Overview shot of sketch working model
Sketch working model view
What is actually inside this thing that look like a set of glorified shower curtains?
How does it relate to and enhance the beautiful fireplace?
Upon entering the room, will the visitor find that it obscures the fireplace?
At present, I am unimpressed by an object to which many people have contributed a great deal of time in conception and design.
You raise some interesting points – Oliver and Holly will be able to answer these in more detail, but I’d like to respond briefly to your questions myself too:
1. Firstly, the fabric, which will be hung in dense layers, will have various spaces almost “carved” out of it. People will be able to withdraw into them either as an individual or as a group. Underneath the fabric will be moulded seating so that people, whilst withdrawing, can also rest their legs and contemplate things.
2. One of these carved out spaces will be directly in front of the fireplace – thereby encouraging people not only to look at it and admire it, but also to gather around the fireplace as people might have done in an 18th century Drawing Room.
3. Upon entering the room, most people won’t know there is a fireplace there to see – it will be something they discover as they explore the room in more depth, it will give an element of surprise and intrigue!
4. It’s hard to envisage how the piece will look when it’s not in place – I do understand. However, it’s important to realise that this isn’t a piece of art that we have to judge. It’s a piece of design, a space within a space, which will start conversations and help visitors to think about what “withdrawing” is. The question shouldn’t be whether we like the look of it so much as whether it works for us when we’re talking to visitors.

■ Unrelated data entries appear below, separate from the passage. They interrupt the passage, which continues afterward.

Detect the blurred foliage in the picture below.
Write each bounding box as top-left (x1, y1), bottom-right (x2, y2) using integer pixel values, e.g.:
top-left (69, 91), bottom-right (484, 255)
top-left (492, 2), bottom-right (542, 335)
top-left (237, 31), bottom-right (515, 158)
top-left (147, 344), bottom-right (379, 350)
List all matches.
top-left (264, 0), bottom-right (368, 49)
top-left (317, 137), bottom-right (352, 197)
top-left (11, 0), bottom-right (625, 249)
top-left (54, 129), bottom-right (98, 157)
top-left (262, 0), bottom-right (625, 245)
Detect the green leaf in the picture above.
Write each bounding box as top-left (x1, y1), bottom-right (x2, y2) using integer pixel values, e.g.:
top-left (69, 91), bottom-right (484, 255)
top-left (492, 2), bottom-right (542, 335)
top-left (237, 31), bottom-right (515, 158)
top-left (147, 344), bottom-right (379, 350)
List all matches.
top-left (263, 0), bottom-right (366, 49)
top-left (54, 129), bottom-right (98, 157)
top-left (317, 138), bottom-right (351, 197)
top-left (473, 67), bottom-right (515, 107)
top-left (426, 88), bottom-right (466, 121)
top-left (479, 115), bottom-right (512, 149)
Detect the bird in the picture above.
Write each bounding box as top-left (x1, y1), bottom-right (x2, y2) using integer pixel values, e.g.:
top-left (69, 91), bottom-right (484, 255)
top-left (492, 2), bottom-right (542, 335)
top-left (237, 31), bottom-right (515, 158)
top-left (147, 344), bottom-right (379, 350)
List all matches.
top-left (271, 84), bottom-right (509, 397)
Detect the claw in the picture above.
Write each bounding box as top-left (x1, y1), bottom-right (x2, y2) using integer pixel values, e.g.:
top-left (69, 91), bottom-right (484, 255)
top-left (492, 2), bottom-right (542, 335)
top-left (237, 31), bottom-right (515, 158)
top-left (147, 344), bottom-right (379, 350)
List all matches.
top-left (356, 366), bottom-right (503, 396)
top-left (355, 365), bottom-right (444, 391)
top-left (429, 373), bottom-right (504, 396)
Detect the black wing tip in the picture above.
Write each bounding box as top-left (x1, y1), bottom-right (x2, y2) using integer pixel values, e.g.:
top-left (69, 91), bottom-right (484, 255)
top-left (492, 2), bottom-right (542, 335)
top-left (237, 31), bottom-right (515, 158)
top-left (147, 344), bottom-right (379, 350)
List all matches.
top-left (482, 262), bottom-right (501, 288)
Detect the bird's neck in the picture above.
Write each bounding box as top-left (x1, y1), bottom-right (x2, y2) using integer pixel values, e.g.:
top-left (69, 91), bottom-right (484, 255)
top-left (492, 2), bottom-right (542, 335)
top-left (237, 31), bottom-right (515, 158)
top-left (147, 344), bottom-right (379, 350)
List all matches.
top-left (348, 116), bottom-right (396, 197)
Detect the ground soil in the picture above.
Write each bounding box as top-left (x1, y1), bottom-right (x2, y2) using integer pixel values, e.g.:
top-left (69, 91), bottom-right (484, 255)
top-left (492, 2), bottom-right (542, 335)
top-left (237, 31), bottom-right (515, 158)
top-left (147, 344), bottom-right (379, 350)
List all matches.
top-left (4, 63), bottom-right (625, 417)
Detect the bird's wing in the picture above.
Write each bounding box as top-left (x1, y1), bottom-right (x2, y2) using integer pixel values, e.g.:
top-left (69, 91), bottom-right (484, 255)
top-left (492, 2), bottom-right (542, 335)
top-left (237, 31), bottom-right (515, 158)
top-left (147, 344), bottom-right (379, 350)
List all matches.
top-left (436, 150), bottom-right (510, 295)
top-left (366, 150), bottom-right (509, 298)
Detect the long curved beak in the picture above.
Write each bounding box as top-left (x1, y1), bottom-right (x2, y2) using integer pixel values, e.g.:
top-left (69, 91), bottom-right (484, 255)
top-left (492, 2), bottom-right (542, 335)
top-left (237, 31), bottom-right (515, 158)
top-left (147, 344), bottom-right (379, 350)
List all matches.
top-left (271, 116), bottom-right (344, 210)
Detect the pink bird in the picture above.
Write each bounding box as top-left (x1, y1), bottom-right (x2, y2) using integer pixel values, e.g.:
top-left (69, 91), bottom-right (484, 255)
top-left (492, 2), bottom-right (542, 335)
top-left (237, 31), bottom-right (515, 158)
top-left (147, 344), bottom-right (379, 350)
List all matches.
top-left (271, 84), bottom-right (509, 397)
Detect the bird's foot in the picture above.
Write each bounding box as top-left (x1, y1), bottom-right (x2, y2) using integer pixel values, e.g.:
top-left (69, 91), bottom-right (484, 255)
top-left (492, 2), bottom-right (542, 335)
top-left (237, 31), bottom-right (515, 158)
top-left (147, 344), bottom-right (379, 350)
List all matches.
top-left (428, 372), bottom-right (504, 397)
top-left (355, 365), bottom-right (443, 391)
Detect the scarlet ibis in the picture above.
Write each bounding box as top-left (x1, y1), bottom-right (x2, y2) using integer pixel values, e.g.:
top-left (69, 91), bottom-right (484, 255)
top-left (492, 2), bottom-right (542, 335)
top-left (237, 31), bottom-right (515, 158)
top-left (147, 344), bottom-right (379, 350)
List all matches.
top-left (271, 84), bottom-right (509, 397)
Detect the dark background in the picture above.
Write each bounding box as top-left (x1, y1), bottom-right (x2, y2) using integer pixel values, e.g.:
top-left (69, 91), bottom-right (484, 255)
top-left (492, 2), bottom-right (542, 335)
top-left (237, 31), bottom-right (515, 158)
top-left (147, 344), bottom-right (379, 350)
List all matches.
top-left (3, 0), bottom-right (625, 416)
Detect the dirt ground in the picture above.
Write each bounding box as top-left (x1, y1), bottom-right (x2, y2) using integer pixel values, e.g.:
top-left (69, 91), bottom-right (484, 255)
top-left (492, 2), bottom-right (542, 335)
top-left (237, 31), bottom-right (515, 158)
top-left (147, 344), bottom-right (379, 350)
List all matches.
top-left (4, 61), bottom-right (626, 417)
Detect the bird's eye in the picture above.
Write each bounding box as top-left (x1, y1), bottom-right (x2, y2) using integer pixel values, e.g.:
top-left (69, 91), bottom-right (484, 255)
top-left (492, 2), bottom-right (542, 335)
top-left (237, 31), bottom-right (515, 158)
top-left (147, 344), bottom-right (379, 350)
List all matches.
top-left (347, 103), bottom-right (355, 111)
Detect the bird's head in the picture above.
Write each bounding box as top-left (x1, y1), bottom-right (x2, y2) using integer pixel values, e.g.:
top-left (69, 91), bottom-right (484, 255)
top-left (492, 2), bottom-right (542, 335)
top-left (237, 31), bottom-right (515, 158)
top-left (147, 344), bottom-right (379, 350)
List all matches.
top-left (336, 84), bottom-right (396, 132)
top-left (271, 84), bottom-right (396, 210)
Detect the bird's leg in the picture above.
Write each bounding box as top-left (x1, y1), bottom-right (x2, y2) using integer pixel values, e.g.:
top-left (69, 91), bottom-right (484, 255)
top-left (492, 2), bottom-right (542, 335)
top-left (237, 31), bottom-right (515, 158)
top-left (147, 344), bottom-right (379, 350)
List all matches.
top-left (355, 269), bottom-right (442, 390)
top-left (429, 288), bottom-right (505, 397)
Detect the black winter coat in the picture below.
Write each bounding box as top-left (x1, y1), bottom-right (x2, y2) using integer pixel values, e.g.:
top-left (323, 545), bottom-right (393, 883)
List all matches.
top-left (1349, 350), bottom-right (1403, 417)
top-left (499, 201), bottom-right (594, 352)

However, I think it will look fantastic too, so we’ll get the best of both worlds!
Thanks for letting us know your thoughts – what are other people’s reactions?
It is a very clever and almost devious argument to say that we should not judge the object, proposed to be a “room within a room”, or “space within a space”, as art.
The last one hundred years are littered with objects that art critics and a gullible public have accepted as works of art, in particular objects alleged to be “conceptual art”. The list would be endless, but as examples one could cite:
a) pile of bricks (Turner Prize);
b) preserved shark (by Hurst);
c) an upside down piano hanging from ceiling;
d) messy unmade bed (Turner Prize, by Emmin);
e) light flashing on and off (Turner Prize 2001, by Martin Creed);
f) blue rectangle (yes, just a blue rectangle, by Yves Klein)
Before the “modern era”, most works of art were capable of communicating the thoughts and ideas of the artist to the observer of that artist’s work, without the need for copious explanation (although admittedly there were some cases of artists including encoded messages or symbols).
The items in the above list all have one thing in common; that they require a half to one side of A4, typed, explaining in detail the ideas the “artist” had when producing the alleged work of art.
The “artist” may just as well have written a pamphlet developing his/her wonderful new idea, and included as an appendix the “art” by way of an illustration of it.
The proposed design “room within a room” (which title, by the way, now appears to have been quietly dropped) is clearly conceptual art by any other name, and is now a corridor leading to the fireplace, requiring extensive explanations to Croome Court visitors, who will doubtless be just as puzzled by it as a “pile of bricks”, a “light flashing on and off”, or a “blue rectangle”.
M J Brown
As a member of a “gullible public” I am really looking forward to seeing the “room within a room”. Having trudged around many Stately piles and old houses, many which offer much the same I applaud the NT and Croome for attempting something different and if it generates half as much interest as the pieces of conceptual art that MJ Brown cites then it will be a major success. Different people look for different things in their exploration and enjoyment of history, culture and heritage and I for one welcome this initiative.
the with drawing room is not there any more. It went three weeks ago.